CUDA fails to reinitialize after system suspend


I am running training on a machine with an RTX 3080, Ubuntu 22.04LTS, CUDA 11.6, in a jupyter notebook anaconda environment.

My training data is stored in an external mongo db. When initializing the training, I load a large chunk of this db-dataset to in-memory of my machine, which takes about 20 minutes each time. When I put my machine to sleep mode (“suspend”), afterwards, when trying to resume training, I get this error message and the cuda device is not recognized, anymore:

UserWarning: CUDA initialization: CUDA unknown error - this may be due to an incorrectly set up 
environment, e.g. changing env variable CUDA_VISIBLE_DEVICES after program start. Setting the
available devices to be zero. (Triggered internally at  ../c10/cuda/CUDAFunctions.cpp:109.)
return torch._C._cuda_getDeviceCount() > 0

It seems to be related to a change of the CUDA_VISIBLE_DEVICES flag. The error results in having to reboot the machine and reloading all the data each time, which is a cumbersome process. Thus, can anybody give advice on how to make the system recognize the cuda device, again, after waking the pc?


Best, JZ

It’s a known issue of Linux’ suspend mode and the CUDA driver.
Resetting the device as described here might work.

1 Like

Hello @ptrblck,

unfortunately, this doesn’t solve the issue.
sudo rmmod nvidia_uvm
>> ERROR: module nvidia_uvm is in use
and the second command then doesn’t give anything in response.

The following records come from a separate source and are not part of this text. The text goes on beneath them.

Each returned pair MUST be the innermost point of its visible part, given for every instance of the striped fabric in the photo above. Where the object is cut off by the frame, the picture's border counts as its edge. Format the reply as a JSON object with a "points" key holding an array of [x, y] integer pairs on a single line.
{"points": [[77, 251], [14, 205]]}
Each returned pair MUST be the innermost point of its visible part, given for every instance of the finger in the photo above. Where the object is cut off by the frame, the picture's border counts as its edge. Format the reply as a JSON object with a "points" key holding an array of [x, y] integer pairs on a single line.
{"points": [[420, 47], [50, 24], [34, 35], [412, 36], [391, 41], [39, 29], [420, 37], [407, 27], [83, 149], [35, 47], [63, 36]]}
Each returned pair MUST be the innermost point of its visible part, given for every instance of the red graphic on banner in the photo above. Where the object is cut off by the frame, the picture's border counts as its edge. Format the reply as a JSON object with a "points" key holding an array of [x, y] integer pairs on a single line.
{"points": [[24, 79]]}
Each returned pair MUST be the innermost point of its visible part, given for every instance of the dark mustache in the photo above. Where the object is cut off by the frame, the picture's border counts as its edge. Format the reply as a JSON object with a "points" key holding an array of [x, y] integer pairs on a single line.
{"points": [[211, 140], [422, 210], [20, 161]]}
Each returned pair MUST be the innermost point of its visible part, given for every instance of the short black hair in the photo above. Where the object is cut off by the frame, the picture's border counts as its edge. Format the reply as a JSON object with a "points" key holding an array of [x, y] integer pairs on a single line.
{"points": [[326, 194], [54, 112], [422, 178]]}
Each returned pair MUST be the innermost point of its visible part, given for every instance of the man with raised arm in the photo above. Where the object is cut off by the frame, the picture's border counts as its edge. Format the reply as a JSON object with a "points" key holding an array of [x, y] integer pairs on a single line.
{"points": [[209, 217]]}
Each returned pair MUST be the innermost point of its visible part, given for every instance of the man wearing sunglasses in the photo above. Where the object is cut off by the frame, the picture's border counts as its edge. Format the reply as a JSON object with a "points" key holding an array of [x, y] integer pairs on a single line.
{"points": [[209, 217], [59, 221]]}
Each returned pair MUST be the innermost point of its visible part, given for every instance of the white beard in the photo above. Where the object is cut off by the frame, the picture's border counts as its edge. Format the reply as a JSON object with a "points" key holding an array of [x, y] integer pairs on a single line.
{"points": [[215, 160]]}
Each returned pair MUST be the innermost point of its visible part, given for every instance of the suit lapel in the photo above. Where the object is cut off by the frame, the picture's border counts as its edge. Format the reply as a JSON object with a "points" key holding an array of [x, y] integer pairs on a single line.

Maybe, it’s because I am using a graphical interface on my pc? Or is the nvidia module somehow still tied in the jupyter notebook session?

EDIT: I see in your post that it can be related to IDEs. Is there another solution to this by now, or still as is?

If I’m running into this issue, I need to kill all Python processes (the simple way is just to close your IDE) and check for other processes in nvidia-smi (e.g. Spotify sometimes also grabs the GPU and blocks the device reset) which I could close. Afterwards it’s usually working for me.

Yes, ok, so basically, what you are suggesting is a solution to the problem, but there is no way around closing all IDE’s / python processes. Thus, I’d have to reload my data every time. So, it doesn’t solve my problem, but it seems there is no workaround, anyways.